PCOS or Polycystic Ovarian Syndrome is an endocrine disorder that can affect hormones, metabolism and the immune system. Getting a comprehensive lab test is the first step to really understand what is going on with your hormones. Having gone through the process myself each year, I wanted to share with you the list of PCOS lab tests that I believe are important to ask for when you are talking to your doctor.
I have divided the PCOS lab tests up into sections based on different hormones.
PCOS Lab Tests
1. Glucose Metabolism:
When you eat something that contains long strands of glucose the body will break it down into individual glucose molecules. This will signal the pancreas to release insulin. Insulin’s job is to take the glucose and shuttle it into the cells to be used for energy. If the cells do not become responsive to insulin it can result in “insulin resistance.” This results in a build of insulin and glucose in the blood stream. It is important to check out how well your body is processing insulin and glucose because it can cause an increase in testosterone therefore worsening your PCOS.
- Fasting Insulin
- Fasting Glucose
- Oral Glucose Tolerance test
Androgens are known as testosterone and similar hormones. They are one of the most important factors of PCOS. Androgens are known to be essential to women’s health. Androgens are required to build muscle mass, maintain libido, and support kidney, bone and heart health. Major symptoms of high androgens include, hair growth, hair loss and acne.

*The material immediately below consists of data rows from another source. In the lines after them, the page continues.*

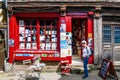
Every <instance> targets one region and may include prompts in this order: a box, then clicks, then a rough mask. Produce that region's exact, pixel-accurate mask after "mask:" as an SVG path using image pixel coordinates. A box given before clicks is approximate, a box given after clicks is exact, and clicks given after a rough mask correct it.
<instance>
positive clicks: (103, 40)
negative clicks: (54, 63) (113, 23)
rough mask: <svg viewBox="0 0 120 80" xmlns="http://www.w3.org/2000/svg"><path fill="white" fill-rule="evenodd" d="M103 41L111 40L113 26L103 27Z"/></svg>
mask: <svg viewBox="0 0 120 80" xmlns="http://www.w3.org/2000/svg"><path fill="white" fill-rule="evenodd" d="M103 42H111V26H104V27H103Z"/></svg>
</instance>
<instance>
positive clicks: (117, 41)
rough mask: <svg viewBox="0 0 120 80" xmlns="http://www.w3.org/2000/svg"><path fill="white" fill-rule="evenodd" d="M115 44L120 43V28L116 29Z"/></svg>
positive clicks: (117, 27)
mask: <svg viewBox="0 0 120 80" xmlns="http://www.w3.org/2000/svg"><path fill="white" fill-rule="evenodd" d="M114 43H120V26H116V27H115V28H114Z"/></svg>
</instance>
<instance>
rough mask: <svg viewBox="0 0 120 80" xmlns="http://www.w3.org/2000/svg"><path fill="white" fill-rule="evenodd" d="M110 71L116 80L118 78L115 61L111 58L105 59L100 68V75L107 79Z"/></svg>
mask: <svg viewBox="0 0 120 80" xmlns="http://www.w3.org/2000/svg"><path fill="white" fill-rule="evenodd" d="M108 73H109V74H110V75H111V76H112V77H114V78H115V80H118V77H117V74H116V71H115V69H114V66H113V63H112V62H111V61H110V60H107V59H103V61H102V65H101V68H100V70H99V74H98V75H99V76H100V77H101V78H102V79H103V80H106V78H107V76H108Z"/></svg>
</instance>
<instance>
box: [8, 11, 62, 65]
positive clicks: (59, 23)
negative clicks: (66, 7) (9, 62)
mask: <svg viewBox="0 0 120 80" xmlns="http://www.w3.org/2000/svg"><path fill="white" fill-rule="evenodd" d="M29 17H31V18H42V19H43V18H51V19H52V18H58V26H60V23H59V17H60V14H59V13H58V12H40V13H32V12H30V13H16V14H13V15H12V16H10V17H9V32H10V33H9V34H8V35H9V36H10V37H9V39H12V40H14V45H13V46H9V62H10V63H12V62H13V61H14V60H15V58H16V59H17V60H24V59H29V58H31V57H15V56H14V55H15V54H14V53H26V52H28V53H29V52H30V53H33V52H31V51H26V52H23V51H16V50H17V49H18V46H19V43H18V33H19V32H18V31H19V29H18V25H17V19H19V18H29ZM58 28H59V27H58ZM58 35H60V32H59V30H58ZM59 38H60V37H59V36H58V46H59V45H60V43H59V42H60V41H59ZM43 52H45V53H55V52H56V51H40V52H38V51H35V53H43ZM58 52H60V48H59V47H58ZM43 59H44V60H48V59H47V58H43ZM51 60H60V59H59V58H58V59H56V58H51Z"/></svg>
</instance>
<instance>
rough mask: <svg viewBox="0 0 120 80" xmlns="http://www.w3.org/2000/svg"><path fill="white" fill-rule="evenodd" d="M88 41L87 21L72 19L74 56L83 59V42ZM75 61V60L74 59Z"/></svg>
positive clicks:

- Free testosterone – produced in the adrenal glands, ovaries and in the blood stream
- Total testosterone
- DHEA-S – produced in the adrenal glands, and small amounts in the ovaries
- Androstenedione – produced in the ovaries and the adrenal glands
3. Reproductive Hormones:
Estrogen is required in the first half the cycle to build the follicle that will eventually release an egg during ovulation. Progesterone is predominant in the second half of the cycle after ovulation occurs. These hormones are important to see if a women is building a strong follicle, if she is ovulating and if she has adequate progesterone levels.
4. Pituitary Gland Hormones:
The pituitary gland that sits in our brain produces FSH and LH. The function of FSH is to prepare the follicle for ovulation. As estrogen rises high in the cycle before ovulation, the LH surge occurs so that the egg can be released from the follicle. These two are important to test because it is common to see a ratio of 3:1 or 2:1 LH:FSH on Day 3 of the cycle in PCOS women.

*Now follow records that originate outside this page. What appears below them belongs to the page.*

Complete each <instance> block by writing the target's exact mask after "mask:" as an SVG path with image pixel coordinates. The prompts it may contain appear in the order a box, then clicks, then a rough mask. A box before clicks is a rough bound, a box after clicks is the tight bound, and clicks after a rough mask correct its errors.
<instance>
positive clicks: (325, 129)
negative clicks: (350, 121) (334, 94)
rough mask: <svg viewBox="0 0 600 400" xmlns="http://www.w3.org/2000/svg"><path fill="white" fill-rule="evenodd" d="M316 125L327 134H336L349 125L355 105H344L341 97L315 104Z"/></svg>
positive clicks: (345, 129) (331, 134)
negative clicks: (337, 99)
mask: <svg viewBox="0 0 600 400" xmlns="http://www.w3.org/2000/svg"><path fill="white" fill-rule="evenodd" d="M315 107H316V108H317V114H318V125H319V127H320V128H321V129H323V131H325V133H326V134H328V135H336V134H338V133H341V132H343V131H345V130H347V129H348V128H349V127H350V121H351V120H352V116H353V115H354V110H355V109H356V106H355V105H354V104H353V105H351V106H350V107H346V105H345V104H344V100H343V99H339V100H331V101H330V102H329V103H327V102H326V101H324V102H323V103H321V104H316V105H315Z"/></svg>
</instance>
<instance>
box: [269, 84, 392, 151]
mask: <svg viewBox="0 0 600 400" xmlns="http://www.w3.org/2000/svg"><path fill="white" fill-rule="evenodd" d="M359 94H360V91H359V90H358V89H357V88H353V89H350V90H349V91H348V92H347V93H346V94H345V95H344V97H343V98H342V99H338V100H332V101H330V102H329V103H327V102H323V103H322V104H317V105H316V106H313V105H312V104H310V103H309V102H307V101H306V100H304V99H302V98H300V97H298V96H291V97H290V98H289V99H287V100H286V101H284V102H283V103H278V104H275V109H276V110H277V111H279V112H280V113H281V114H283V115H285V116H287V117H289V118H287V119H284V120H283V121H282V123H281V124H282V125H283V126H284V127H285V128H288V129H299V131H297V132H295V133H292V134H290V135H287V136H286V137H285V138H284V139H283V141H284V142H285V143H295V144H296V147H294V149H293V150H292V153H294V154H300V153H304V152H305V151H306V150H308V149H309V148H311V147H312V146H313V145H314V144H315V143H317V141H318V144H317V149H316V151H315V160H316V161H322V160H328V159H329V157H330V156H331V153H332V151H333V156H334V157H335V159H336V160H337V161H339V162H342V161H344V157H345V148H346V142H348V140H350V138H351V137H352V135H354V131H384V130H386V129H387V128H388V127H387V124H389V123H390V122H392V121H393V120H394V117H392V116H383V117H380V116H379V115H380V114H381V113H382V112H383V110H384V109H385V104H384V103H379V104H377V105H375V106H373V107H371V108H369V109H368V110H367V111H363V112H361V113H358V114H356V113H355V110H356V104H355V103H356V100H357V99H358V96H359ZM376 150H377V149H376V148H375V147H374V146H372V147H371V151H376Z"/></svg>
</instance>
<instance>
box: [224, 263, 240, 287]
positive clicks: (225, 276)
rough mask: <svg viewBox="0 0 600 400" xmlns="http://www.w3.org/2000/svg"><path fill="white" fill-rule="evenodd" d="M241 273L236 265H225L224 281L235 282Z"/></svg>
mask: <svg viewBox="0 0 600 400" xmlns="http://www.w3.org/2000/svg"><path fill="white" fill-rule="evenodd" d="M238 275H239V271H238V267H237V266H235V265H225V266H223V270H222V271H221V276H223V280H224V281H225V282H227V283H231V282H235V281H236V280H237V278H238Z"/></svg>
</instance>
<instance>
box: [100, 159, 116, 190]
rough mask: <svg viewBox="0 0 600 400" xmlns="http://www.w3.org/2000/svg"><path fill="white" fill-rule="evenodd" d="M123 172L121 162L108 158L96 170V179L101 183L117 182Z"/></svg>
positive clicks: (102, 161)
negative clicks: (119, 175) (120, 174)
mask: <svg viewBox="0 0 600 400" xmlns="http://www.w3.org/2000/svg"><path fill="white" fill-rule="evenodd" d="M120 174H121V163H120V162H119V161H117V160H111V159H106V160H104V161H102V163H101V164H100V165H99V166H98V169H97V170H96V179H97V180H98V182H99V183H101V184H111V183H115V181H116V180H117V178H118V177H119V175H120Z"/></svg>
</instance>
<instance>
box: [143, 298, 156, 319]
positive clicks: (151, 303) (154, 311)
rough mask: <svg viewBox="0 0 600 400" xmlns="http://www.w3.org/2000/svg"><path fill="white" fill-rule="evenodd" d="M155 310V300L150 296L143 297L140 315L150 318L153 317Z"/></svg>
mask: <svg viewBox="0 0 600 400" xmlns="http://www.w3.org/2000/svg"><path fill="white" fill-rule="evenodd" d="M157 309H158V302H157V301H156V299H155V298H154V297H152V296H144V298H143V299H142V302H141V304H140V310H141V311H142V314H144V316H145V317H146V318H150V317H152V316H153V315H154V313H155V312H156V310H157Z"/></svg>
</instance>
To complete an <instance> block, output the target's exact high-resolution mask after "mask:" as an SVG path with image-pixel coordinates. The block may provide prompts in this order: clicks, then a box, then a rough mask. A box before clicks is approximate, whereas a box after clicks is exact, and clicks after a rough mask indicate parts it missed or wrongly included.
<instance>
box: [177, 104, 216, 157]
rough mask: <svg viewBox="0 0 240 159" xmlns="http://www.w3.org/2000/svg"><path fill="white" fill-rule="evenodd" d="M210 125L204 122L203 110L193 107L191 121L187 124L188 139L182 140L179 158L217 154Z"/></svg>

Prolactin is released by the pituitary and signals to the mammary glands to produce milk. High levels of androgens can result in high prolactin.
- Follicle Stimulating Hormone (FSH)
- Luteinizing Hormone (LH)
5. Thyroid Health:
There is a large overlap between PCOS symptoms and thyroid syndrome. Each condition can worsen one another. Additionally, low thyroid function can aggravate insulin resistance. So it is important to get your thyroid checked.
- Thyroid Stimulating Hormone (TSH)
- AMH – Anti-Mullerian Hormone
- Lipid/Cholesterol Panel
- CRP – marker of inflammation
- Cortisol curve – to investigate how well your body is producing cortisol in times of stress
These PCOS lab tests are ment to service a guide. Please speak to your healthcare provider to determine which tests are required.